Countless others have failed to return following heartbreak. Crystal Palace, relegated on the final day in 2005, have hardly threatened a return in recent years; the same could be said of Watford and Derby. Despite coming close this year, both Sheffield United and Reading ultimately failed in their attempts.

Then there are the extreme cases. Much has been said regarding Leeds United’s fall from grace, but what of Leicester City? Along with the Yorkshire club, they featured in League 1 this season after struggling to retain their top-flight status following relegation in 2004. Thankfully for Foxes fans, they ended the year as champions and will be looking to build on their promotion. The same cannot be said of Leeds, who will have to spend a third successive season in England’s third tier.
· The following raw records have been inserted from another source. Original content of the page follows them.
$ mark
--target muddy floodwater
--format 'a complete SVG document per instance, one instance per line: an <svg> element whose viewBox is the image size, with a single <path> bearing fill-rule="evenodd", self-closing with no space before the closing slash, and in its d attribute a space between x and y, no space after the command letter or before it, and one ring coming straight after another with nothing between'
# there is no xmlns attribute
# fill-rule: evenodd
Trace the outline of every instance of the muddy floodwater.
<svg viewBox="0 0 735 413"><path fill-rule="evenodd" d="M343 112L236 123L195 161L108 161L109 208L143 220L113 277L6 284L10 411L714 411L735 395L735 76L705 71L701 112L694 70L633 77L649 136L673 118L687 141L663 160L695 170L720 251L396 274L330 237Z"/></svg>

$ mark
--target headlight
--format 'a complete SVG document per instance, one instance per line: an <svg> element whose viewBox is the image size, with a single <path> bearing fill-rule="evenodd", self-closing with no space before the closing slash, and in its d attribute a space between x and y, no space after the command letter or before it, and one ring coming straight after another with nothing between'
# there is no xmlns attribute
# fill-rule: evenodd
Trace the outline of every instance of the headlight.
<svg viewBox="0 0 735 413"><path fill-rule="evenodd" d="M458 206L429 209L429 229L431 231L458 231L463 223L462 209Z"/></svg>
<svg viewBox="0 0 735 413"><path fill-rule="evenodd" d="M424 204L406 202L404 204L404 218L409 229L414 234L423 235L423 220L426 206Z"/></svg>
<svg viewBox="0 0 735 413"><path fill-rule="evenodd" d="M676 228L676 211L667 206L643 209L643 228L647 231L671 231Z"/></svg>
Then there is the tragedy of this season’s Championship dropouts. Charlton, Norwich and Southampton will join Leeds for an intriguing League 1 next season, but as history will tell you, there is no guarantee these clubs will dominate the division, see the recent deterioration of Luton Town who have had three successive relegations.

One of the reasons clubs find life so difficult after the Premier League is the financial restrictions they face. Sure, there are the parachute payments, but if the clubs fail to return after this two-year window, managers are forced to work under a shoestring budget and are thus unable to exert the authority they would like in the transfer market. A return to the top flight is subsequently made even harder.

A further problem these sides face is the dilemma surrounding their prodigious young talents. Neil Warnock in particular has blooded his young stars through in recent seasons. However, he has seen one such, John Bostock, snatched from his grasp by Tottenham, who paid Palace a measly sum of £700,000 following a tribunal. One may ask what hope such teams have of survival if they are priced out of moves for players and then see their home produced talents leave almost immediately? It is a seemingly vicious and never-ending cycle.

The one thing all the sides who have returned have in common is a fantastic support. I am not suggesting those who have not returned lack this, but a future warning to the four facing relegation this Sunday: disperse your team at you peril. West Brom, relegated three times over the past 6 seasons, are one such club whose support never wavers and this was demonstrated over the weekend following their defeat to Liverpool. They have returned three times in Premier League history, and will be calling on their band of loyal followers as Tony Mowbray loo
ks to make a fourth return next May. Thankfully, the support the Northeast sides receive is arguably the best in the country, and the two that do go down will need it as they enter the next chapter.

Hull and Sunderland successfully negotiated ‘Survival Sunday’ and have the opportunity to regroup over the summer, make the appropriate additions and learn from the hardships of a poor season. At Middlesbrough and, more poignantly, at Newcastle, the futures are far from secure. Boardroom uncertainly, with owner Mike Ashley unable to find potential buyers and the future of their manager Alan Shearer in doubt, with a contract yet to be signed, needs to be addressed. History has shown that promotion the following year is by no means guaranteed and failure of an immediate return can spell the decline of a once great club. The declines of Leeds United, Southampton, Charlton and Luton Town in particular are a warning to whoever falls short this Sunday. Evidence suggests it may get worse before it gets better – just ask Manchester City fans.